There is however some degree of management involvement in workplace motivation known as extrinsic motivation. This type of motivation uses recognition and reward as factors. Mentioned earlier, employers must build relationships with employees. Individuals enjoy and feel safer when relationships are built. Additionally, feedback is vital to employee success. The concept of job satisfaction and motivation is twofold: employees desire recognition and reward and managers need to understand motivators that provide this purpose. Employees want to be a part of the team, and they want to share in the successes and failures of the organization. Therefore, feedback and recognition are active ingredients to motivational success.
Just as important to recognition is reward. In fact, they go hand in hand. Employees are analogous to children, they want recognition for a job well done. Gift cards, corporate announcements, even a simple thank-you card are tactics that illustrate the ultimate prize: success. The ability to become one with management gives the employee a sense of purpose and need.

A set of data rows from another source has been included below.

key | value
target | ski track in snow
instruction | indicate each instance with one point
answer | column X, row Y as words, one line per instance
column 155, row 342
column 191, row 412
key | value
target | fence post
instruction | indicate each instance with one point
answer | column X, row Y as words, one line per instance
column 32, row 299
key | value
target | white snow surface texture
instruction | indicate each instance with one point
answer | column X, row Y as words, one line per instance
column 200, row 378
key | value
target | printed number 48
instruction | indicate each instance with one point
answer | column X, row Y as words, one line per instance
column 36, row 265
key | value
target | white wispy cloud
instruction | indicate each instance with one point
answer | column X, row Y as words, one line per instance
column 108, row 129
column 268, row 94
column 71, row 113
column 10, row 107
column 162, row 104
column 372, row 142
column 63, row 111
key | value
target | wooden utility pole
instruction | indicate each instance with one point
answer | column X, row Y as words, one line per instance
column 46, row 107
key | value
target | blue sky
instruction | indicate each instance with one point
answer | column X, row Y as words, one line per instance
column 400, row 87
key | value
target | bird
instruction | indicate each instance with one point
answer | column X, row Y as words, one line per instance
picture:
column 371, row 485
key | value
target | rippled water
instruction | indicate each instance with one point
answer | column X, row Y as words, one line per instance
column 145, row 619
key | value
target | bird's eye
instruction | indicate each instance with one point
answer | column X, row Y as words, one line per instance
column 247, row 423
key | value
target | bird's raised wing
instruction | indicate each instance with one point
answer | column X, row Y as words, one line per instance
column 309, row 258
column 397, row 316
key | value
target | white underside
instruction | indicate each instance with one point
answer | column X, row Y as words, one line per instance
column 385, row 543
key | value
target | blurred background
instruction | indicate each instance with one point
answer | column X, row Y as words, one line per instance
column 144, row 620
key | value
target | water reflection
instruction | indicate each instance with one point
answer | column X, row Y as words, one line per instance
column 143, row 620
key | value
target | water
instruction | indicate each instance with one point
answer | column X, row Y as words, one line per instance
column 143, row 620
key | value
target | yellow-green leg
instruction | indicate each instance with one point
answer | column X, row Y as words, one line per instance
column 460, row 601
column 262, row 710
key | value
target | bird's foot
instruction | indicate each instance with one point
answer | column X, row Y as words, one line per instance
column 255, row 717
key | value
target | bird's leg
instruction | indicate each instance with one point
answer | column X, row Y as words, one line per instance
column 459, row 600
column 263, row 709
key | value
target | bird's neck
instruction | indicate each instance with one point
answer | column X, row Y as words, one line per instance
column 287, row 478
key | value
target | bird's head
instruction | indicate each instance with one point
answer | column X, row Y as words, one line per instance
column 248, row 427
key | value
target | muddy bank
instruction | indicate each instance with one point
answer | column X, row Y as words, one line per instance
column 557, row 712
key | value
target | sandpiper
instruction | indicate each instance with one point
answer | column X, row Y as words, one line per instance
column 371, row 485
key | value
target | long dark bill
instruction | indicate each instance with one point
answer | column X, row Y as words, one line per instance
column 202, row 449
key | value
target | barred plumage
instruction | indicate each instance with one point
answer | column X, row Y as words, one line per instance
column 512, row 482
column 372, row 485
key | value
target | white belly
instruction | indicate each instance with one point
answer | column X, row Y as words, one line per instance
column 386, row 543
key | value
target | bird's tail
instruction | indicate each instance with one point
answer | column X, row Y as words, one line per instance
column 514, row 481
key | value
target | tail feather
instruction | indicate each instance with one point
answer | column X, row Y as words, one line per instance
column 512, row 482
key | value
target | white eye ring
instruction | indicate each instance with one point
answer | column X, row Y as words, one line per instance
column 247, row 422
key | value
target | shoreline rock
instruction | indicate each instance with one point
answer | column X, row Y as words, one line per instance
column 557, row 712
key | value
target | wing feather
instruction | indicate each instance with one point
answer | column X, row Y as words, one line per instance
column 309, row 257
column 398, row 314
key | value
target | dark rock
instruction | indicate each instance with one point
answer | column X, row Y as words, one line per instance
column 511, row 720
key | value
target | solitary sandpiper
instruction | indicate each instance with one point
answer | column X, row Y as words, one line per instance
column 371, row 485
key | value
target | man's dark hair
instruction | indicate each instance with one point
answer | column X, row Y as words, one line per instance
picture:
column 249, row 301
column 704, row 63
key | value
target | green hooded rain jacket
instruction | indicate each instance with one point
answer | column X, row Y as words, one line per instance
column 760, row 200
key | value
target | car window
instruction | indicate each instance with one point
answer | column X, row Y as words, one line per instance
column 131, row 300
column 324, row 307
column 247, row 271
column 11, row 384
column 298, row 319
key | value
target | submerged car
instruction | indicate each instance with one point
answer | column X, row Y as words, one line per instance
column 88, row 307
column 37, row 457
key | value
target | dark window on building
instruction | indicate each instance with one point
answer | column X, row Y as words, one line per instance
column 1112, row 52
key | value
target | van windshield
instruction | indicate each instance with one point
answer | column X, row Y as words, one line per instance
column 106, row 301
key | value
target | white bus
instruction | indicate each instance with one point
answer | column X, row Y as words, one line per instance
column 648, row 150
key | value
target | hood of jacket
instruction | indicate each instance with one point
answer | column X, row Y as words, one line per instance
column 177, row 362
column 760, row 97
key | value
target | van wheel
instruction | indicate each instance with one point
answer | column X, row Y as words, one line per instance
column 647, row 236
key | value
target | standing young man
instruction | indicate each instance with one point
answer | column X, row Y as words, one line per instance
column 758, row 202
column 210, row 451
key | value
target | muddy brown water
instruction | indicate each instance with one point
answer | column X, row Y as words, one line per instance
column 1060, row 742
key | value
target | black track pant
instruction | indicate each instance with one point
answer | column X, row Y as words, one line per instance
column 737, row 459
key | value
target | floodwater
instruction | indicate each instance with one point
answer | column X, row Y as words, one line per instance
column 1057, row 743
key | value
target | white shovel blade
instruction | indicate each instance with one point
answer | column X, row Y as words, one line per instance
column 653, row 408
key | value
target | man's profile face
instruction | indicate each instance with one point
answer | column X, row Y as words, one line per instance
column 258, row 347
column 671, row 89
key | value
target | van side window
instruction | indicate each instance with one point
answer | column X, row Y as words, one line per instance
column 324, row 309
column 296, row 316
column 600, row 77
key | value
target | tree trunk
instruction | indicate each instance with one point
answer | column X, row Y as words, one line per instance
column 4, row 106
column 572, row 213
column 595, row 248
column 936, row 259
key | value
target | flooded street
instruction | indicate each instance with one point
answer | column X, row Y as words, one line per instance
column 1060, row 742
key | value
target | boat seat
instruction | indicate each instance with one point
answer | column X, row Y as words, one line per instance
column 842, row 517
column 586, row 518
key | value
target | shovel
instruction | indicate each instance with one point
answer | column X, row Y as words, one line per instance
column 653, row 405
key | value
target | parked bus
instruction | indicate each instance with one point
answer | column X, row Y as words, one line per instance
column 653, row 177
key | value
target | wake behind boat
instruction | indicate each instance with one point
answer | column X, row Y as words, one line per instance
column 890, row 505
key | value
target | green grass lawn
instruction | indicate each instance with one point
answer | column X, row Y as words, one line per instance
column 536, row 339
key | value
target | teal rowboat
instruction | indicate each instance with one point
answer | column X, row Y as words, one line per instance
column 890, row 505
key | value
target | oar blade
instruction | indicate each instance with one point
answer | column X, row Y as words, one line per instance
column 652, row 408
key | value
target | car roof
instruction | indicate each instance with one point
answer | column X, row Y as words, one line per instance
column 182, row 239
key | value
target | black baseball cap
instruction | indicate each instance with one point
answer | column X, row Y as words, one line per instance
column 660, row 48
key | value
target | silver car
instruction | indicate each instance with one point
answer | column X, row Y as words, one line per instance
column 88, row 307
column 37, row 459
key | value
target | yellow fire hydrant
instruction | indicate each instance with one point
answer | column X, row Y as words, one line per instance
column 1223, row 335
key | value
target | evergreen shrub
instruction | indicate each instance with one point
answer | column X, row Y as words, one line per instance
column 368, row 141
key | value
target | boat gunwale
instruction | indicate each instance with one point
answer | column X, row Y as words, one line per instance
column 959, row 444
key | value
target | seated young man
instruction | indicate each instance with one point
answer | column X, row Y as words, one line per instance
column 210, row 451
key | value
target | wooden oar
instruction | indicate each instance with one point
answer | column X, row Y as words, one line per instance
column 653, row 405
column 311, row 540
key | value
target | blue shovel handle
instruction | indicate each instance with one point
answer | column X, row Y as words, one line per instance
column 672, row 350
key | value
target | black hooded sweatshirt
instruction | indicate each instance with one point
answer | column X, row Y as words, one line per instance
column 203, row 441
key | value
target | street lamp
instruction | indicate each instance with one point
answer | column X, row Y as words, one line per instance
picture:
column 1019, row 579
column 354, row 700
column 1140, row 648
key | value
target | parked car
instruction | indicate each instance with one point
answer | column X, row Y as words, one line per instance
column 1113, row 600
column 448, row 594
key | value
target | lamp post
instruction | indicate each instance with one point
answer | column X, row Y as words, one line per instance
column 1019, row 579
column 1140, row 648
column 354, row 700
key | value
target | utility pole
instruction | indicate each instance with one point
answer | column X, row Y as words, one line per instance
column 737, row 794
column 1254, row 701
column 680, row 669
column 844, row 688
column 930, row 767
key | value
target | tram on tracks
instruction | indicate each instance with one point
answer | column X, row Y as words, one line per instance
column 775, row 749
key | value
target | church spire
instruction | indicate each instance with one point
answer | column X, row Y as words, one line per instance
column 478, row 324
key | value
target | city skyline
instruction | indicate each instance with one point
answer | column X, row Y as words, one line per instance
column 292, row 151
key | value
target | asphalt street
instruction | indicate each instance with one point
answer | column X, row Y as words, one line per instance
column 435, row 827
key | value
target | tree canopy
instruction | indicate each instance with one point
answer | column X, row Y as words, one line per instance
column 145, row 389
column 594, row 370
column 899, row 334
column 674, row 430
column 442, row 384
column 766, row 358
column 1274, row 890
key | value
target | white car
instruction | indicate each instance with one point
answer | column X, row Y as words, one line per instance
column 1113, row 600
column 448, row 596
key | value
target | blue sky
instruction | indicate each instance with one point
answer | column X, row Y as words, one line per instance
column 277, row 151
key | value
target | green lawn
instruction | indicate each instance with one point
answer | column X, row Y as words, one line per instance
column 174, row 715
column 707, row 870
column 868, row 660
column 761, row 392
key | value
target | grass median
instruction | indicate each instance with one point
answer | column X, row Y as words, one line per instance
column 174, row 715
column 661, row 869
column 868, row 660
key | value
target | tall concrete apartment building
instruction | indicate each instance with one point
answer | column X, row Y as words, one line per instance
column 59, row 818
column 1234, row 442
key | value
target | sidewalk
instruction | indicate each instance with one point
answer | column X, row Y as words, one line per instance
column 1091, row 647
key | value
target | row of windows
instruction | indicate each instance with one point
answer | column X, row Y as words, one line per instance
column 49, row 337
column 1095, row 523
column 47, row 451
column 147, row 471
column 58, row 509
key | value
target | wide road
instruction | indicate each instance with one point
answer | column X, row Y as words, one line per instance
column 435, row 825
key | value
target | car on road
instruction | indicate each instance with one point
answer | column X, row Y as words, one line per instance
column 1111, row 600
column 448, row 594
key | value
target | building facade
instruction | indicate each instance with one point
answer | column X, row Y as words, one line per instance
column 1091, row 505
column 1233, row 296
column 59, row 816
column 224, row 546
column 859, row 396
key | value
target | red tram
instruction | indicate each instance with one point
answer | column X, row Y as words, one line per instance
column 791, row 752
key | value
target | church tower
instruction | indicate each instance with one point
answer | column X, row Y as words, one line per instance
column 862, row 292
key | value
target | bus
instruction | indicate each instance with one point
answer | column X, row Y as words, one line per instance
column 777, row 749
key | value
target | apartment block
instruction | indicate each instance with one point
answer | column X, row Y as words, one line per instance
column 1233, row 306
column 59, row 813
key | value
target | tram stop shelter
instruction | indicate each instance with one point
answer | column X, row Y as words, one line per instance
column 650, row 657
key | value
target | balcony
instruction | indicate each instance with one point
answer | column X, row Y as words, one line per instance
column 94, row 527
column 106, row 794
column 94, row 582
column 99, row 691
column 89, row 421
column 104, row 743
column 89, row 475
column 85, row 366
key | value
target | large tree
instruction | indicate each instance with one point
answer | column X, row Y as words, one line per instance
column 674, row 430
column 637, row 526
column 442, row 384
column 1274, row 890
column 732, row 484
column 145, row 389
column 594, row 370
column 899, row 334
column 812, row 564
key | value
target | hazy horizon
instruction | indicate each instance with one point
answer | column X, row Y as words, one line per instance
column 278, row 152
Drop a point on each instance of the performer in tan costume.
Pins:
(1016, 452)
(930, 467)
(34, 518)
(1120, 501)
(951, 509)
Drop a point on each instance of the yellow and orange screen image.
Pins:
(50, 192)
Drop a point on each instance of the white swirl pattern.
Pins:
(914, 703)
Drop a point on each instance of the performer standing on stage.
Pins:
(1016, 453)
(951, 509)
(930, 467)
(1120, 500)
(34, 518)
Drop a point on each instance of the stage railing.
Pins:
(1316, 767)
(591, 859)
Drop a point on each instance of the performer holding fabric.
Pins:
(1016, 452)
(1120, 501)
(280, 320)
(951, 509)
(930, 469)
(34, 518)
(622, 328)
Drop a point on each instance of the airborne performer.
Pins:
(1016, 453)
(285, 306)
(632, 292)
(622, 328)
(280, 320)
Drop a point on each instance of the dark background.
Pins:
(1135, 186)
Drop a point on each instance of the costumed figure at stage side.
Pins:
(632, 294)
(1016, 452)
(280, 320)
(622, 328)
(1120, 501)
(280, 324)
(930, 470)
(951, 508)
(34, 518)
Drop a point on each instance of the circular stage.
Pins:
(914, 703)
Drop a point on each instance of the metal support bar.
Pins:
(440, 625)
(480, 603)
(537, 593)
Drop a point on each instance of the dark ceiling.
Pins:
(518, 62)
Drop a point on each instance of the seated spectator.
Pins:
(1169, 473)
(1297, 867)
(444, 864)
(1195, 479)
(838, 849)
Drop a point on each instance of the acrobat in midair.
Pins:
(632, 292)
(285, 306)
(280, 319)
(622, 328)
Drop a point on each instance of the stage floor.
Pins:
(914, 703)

Today’s employee desires to be happy on the job. In order to be happier in the family and in the job, an employee wants to reach the top, personally and professionally. They want kudos for a job well done and will go through a great number of means to reach it. Recognition and happiness are the catalysts that drive this change. However the stimuli lie within management that build relationships, know their employees, and seek means to acknowledge them. The manager therefore is not only one element of motivational theory, they can practically be the driving force.